What is playback of a web archive?
When we archive the web, just downloading the content is not enough. Data can be copied from the web into an archive in a variety of ways, but to make this archive actually accessible takes more than just opening downloaded files in a web browser. Technical details of pages and scripts coming out of the archive need to be presented in a way that enables them to work just like the originals, although they aren’t located on their actual servers anymore. Today’s web users have come to expect interactive features and dynamic layouts on all types of websites. Faithfully reproducing these behaviors in the archive has become an increasingly complex challenge, requiring web archive playback software that is on-par with the evolution of the web as a whole.

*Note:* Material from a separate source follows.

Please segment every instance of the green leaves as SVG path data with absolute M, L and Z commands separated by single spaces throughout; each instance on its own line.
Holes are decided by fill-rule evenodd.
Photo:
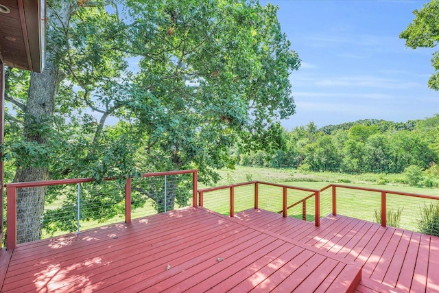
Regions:
M 414 10 L 415 19 L 399 35 L 412 49 L 436 47 L 439 43 L 439 1 L 431 0 L 420 10 Z M 428 81 L 429 88 L 439 91 L 439 53 L 433 54 L 431 65 L 435 72 Z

Currently, we use the OpenWayback playback system, originally developed by the Internet Archive. But in more recent years, Rhizome have led the development of a new playback engine, called pywb (Python Wayback). This Python toolkit for accessing web archives is part of the Webrecorder project, and provides a modern and powerful alternative implementation that is being run as an open source project. This has led to rapid adoption of pywb, as the toolkit is already being used by the Portuguese Web Archive, perma.cc, the UK National Archives, the UK Parliamentary Archive, and a number of others.
To meet our needs we need to modify pywb, but as strong believers in open source development, all work will be in the open, and wherever appropriate, we will fold the improvements back into the core pywb project.

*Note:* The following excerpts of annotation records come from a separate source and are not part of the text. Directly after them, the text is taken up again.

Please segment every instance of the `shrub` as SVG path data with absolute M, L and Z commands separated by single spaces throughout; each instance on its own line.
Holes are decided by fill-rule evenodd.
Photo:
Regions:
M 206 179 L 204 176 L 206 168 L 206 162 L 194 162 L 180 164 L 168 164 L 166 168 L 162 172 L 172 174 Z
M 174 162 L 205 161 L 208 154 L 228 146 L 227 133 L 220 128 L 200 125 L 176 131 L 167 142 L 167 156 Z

If all goes to plan, we expect to contribute the following back to pywb for others to use:
- Support for the OpenSearch Wayback API, improving compatibility with OpenWayback-style lookup services, which we use to record which URLs have been archived.
- Support for Hadoop WebHDFS API so archived content can be delivered from a Hadoop cluster, like ours.
- Improved localization support, so we can support our partner Legal Deposit Libraries and the communities they serve.
- Support for whitelists/blacklists of open access versus blocked or restricted URLs, to help us manage access effectively.
- Support the implementation of a simplified version of the recently proposed Raw Mementos extension of the Memento standard
Other UKWA-specific changes, like theming, implementing our Legal Deposit restrictions, and deployment support, will be maintained separately.
Initially we will work with Rhizome to ensure our staff and curators can access our archived material via both pywb and OpenWayback. If the new playback tool performs as expected we will move towards using pywb to support public access to all our web archives.